Oui, et je trouve cela très réjouissant. Avec les progrès de la médecine et de la technologie, les paraplégiques pourront bientôt remarcher, les aveugles revoir, les sourds réentendre. Une vraie révolution! Comment combattre un tel argument en faveur de cette nouvelle médecine?

Vous mentionnez dans votre livre Aubrey de Grey, qui affirme que l’homme qui vivra jusqu’à 1000 ans est déjà né. Etes-vous d’accord avec lui?

Aubrey de Grey est informaticien, pas médecin. Il considère le corps humain comme un ordinateur et touche l’inconscient du public avec le mythe de l’immortalité. Certes, il exagère, mais il ouvre la brèche à une discussion. Et l’idée que l’on puisse vivre jusqu’à 150, 200 ans, est une hypothèse plausible.

Les traitements anti-âge vont bouleverser la médecine.

Voulez-vous dire par là que notre longévité atteindra en moyenne les 150 ans?

Non, il s’agira d’épiphénomènes, d’exceptions. Et puis, tout le monde n’a pas forcément envie de vivre aussi longtemps. Il s’agit davantage d’offrir un choix, de montrer aux gens qu’ils ont accès aujourd’hui à différentes manières de vieillir. Bientôt, il existera une diversité de personnes âgées tout à fait fascinante: les botoxés, les bioniques, celles qui auront l’air plus jeunes que leurs enfants, qui s’habilleront punk ou fluo, qui feront du parapente.

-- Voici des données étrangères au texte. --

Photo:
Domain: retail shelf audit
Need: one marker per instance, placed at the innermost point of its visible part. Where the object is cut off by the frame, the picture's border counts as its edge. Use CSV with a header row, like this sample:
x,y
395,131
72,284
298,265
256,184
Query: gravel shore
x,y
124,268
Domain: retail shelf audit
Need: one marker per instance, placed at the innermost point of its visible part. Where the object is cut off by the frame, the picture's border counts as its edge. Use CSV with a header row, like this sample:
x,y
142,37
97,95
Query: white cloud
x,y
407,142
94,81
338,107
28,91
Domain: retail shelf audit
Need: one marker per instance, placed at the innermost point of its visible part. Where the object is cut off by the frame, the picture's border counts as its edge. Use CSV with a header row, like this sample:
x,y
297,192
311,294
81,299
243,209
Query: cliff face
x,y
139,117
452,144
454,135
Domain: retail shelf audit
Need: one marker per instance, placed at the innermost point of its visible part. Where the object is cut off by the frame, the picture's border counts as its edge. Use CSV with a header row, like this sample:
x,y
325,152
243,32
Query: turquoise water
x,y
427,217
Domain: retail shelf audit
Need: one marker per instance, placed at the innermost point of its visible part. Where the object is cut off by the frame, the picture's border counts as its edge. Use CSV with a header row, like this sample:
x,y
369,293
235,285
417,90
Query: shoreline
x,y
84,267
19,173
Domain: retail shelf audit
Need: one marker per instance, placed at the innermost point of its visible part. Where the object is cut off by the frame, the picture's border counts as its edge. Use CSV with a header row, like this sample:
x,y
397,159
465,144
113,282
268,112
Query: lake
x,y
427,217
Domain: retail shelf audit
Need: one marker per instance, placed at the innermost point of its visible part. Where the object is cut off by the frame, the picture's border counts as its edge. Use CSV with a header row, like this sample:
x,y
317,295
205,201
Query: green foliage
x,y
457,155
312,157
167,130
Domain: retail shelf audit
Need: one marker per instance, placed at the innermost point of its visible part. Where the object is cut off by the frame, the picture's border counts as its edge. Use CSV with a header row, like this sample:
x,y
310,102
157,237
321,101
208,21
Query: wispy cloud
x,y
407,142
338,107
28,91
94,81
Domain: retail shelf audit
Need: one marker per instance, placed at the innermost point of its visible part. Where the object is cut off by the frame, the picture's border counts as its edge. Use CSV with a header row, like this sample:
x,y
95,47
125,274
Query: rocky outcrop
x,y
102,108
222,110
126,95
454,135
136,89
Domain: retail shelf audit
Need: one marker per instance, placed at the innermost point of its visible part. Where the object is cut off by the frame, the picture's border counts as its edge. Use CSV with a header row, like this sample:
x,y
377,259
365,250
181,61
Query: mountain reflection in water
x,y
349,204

Et pour ceux qui n’auraient pas envie de ce type de vieillissement?

Il existe effectivement un risque: il ne faudrait pas que le bio-hacking, le doping, deviennent la normalité. Que l’on exige de tout un chacun qu’il soit performant jusqu’à un âge très avancé et que ceux qui choisissent une autre voie soient accusés de négligence, que leurs maladies ne soient plus prises en charge par leur assurance. Il s’agit d’éviter toute dérive éthique, de trouver une nouvelle ligne directrice.

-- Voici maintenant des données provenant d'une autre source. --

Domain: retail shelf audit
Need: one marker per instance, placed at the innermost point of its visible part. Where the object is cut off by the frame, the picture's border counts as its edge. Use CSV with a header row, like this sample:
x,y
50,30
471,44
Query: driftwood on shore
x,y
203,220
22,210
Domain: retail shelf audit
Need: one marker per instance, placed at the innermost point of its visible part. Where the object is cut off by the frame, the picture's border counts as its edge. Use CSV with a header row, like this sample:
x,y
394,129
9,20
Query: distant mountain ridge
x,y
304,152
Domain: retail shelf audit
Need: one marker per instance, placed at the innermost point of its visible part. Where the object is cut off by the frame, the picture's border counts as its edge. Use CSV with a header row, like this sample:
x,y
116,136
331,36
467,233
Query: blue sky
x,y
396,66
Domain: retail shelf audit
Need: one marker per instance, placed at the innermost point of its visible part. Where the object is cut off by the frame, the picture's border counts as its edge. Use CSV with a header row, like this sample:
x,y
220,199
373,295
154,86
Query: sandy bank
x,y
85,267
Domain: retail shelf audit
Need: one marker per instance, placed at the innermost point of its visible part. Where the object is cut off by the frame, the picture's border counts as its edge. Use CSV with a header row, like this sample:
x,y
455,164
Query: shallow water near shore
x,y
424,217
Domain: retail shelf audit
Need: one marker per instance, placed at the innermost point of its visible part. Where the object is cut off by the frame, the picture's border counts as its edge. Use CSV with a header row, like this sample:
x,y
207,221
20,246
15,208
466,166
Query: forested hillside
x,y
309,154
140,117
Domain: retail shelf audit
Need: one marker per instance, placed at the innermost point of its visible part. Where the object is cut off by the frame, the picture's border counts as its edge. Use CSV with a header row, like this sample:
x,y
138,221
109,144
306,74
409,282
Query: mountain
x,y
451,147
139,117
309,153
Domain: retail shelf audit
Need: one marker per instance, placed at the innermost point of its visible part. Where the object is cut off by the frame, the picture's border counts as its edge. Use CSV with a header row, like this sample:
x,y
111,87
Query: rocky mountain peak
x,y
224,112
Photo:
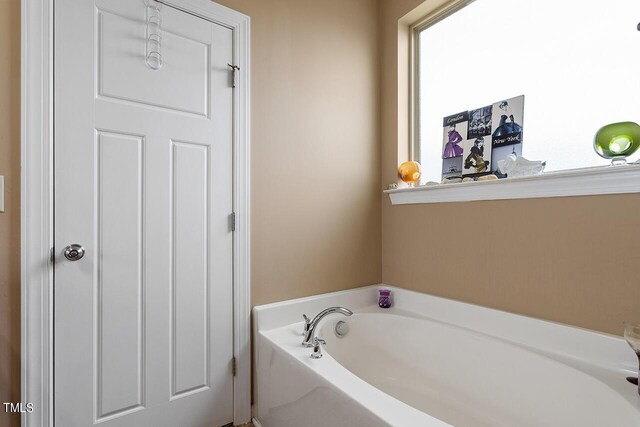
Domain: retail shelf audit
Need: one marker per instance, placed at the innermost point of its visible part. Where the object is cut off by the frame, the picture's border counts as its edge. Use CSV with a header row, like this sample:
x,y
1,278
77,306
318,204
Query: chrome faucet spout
x,y
310,333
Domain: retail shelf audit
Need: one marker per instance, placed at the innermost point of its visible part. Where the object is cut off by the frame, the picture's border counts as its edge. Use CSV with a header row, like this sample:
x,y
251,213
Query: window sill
x,y
574,182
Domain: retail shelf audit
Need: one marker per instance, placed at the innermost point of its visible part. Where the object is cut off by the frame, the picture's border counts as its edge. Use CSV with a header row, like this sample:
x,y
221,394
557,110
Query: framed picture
x,y
479,122
452,167
455,126
476,156
507,117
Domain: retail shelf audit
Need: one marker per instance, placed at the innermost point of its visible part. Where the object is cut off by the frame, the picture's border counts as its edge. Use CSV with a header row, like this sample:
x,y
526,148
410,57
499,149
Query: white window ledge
x,y
574,182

En parlant de dérive, ne risque-t-on pas de voir ce terme d’anti-âge utilisé à toutes les sauces?

C’est déjà le cas, notamment au niveau des cosmétiques et de la nutrition. Le mot plaît aux consommateurs et les industries l’ont très bien compris. Or, il s’agit souvent de publicités mensongères et, aux Etats-Unis, le Sénat est d’ores et déjà intervenu. En Suisse, le gouvernement s’interroge sur la possibilité de développer des labels. En attendant, le consommateur doit rester vigilant.

La médecine anti-âge est-elle déjà bien établie dans notre pays?

Pas en termes de formation: il n’existe en Europe à l’heure actuelle que deux universités qui proposent une telle filière, en France et en Allemagne. En revanche, des conférences à ce sujet ont lieu régulièrement en Suisse. Et la médecine anti-âge y est déjà appliquée. Bien entendu, la chirurgie esthétique et cosmétique a le vent en poupe. Mais de nombreuses cliniques privées pratiquent déjà la thérapie cellulaire et plusieurs recherches sont menées sur les cellules souches. Il existe encore beaucoup de restrictions législatives et les résultats des études ne sont pas encore prouvés à 100%, mais ces traitements promettent des guérisons assez incroyables, spectaculaires même. Ils vont bouleverser considérablement la médecine.